Sound RIM Metric Design: Not penalizing extra questions aligns with the clinical practice of "asking more is better than omitting details".
High Practical Value: The 34% message reduction rate indicates real and significant workload relief for providers.

Limitations & Future Work¶

Due to secure computing environment constraints, only a limited set of LLMs (Llama3-8b/Aloe, Qwen-32b) were tested, whereas stronger models like GPT-4 were not evaluated.
The data originates from a single rural community hospital, which may introduce bias in patient demographics and provider preferences.
Different providers may generate different follow-up questions for the same patient message, making the ground truth highly subjective.
The performance of Top-k selection is limited by the inability to model individual clinical preferences of specific providers.
The application of this framework to synchronous dialogue scenarios has not yet been explored.
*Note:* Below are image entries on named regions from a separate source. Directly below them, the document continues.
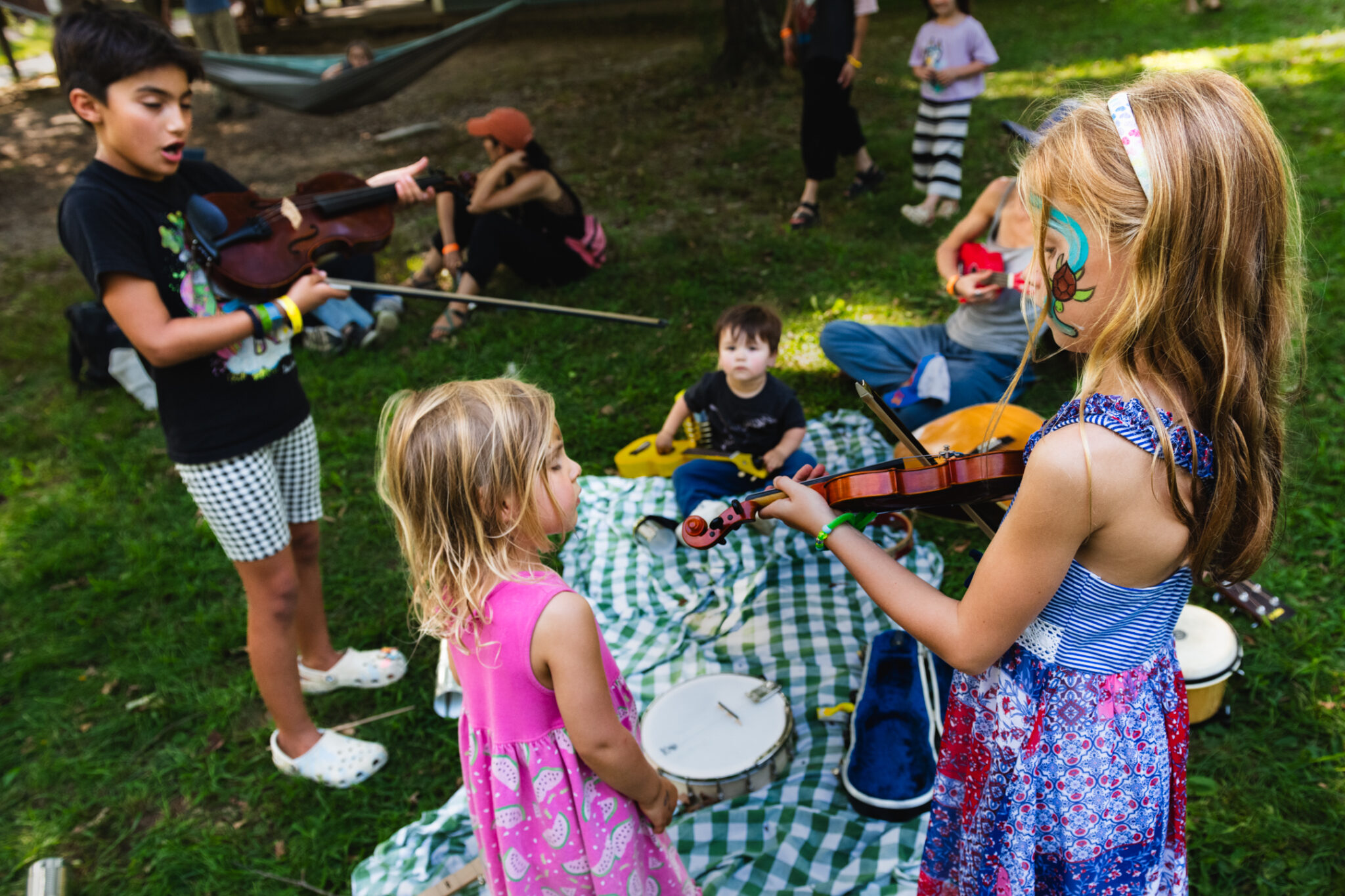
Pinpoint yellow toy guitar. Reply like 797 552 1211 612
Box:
616 393 771 480
616 434 769 480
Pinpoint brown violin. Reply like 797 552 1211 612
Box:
186 171 667 326
186 171 456 302
682 452 1024 551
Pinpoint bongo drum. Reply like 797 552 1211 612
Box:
640 673 793 809
1173 603 1243 725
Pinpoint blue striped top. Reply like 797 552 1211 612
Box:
1017 395 1214 674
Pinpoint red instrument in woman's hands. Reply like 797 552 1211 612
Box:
958 243 1026 302
682 452 1024 551
186 171 454 301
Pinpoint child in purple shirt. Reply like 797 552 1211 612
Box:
901 0 1000 224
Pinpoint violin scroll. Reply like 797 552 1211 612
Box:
682 498 757 551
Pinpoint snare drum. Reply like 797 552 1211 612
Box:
640 673 793 809
1173 605 1243 724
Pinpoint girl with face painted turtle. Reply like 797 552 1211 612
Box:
762 71 1302 896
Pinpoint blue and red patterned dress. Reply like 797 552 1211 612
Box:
920 395 1213 896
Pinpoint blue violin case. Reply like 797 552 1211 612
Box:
841 630 952 821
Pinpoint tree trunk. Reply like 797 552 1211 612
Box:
714 0 784 83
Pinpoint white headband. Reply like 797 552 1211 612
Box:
1107 90 1154 202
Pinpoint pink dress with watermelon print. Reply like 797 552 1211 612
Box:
452 572 699 896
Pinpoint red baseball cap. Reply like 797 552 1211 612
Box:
467 106 533 149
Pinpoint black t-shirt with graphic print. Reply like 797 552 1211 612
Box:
682 371 805 457
59 160 308 463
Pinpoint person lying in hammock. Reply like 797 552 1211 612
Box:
323 40 374 81
406 108 592 343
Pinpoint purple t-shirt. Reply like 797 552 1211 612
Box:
910 16 1000 102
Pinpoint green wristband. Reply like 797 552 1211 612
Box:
812 513 878 551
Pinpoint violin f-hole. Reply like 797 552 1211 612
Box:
285 222 319 255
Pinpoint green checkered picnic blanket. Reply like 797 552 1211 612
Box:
351 411 943 896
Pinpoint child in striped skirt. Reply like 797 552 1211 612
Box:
901 0 1000 224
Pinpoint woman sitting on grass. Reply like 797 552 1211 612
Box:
406 108 590 343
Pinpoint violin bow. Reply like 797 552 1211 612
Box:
854 380 996 539
327 280 669 328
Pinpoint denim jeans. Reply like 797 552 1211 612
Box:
672 450 818 517
819 321 1034 429
309 298 374 333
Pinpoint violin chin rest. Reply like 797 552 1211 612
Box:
185 195 229 261
186 195 229 239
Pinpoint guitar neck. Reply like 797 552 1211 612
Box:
313 171 453 218
1214 579 1294 626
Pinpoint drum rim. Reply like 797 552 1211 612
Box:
640 672 793 787
1173 603 1243 688
1178 642 1243 691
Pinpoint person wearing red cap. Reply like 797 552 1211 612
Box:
409 108 592 341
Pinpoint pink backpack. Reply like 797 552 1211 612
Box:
565 215 607 267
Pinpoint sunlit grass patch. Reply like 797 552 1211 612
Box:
1139 31 1345 90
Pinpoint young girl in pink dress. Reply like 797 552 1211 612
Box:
380 379 698 896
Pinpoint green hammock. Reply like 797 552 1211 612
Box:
200 0 526 116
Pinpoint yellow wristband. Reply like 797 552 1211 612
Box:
276 295 304 336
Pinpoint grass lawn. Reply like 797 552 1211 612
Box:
0 0 1345 896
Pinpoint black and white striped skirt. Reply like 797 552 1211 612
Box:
910 96 971 199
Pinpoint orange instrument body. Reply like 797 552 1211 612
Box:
915 402 1046 454
682 450 1024 549
682 403 1045 549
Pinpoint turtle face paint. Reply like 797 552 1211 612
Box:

Follow-up Question Generation: Meng et al. (2023) and Liu et al. (2025) study follow-up questions in social media, but only generate one question at a time; Liu et al. (2024) explore a similar setting on an extremely small scale (n=7).
Medical Consultation Dialogue: Winston et al. (2024) and Li et al. (2024) study LLM consultation in synchronous dialogue, without considering asynchronous scenarios and EHR data.
Multi-Agent Medical Systems: MedAgents (Tang et al., 2024), RareAgents (Chen et al., 2024), and MDAgents (Kim et al., 2024) are used for clinical decision support, but not for information gathering.

Rating ⭐⭐⭐⭐¶

Novelty: ⭐⭐⭐⭐ First to systematically define the task of asynchronous medical follow-up question generation, with a well-designed multi-agent framework.
Experimental Thoroughness: ⭐⭐⭐⭐ Evaluated on both real and synthetic datasets, compared against multiple baselines, with detailed agent contribution and post-filtering ablation studies.
Value: ⭐⭐⭐⭐⭐ Directly addresses clinical pain points regarding asynchronous message overload; the 34% message reduction rate has real-world clinical significance.
Writing Quality: ⭐⭐⭐⭐ Well-articulated problem motivation and clinical background, with fully justified evaluation metrics.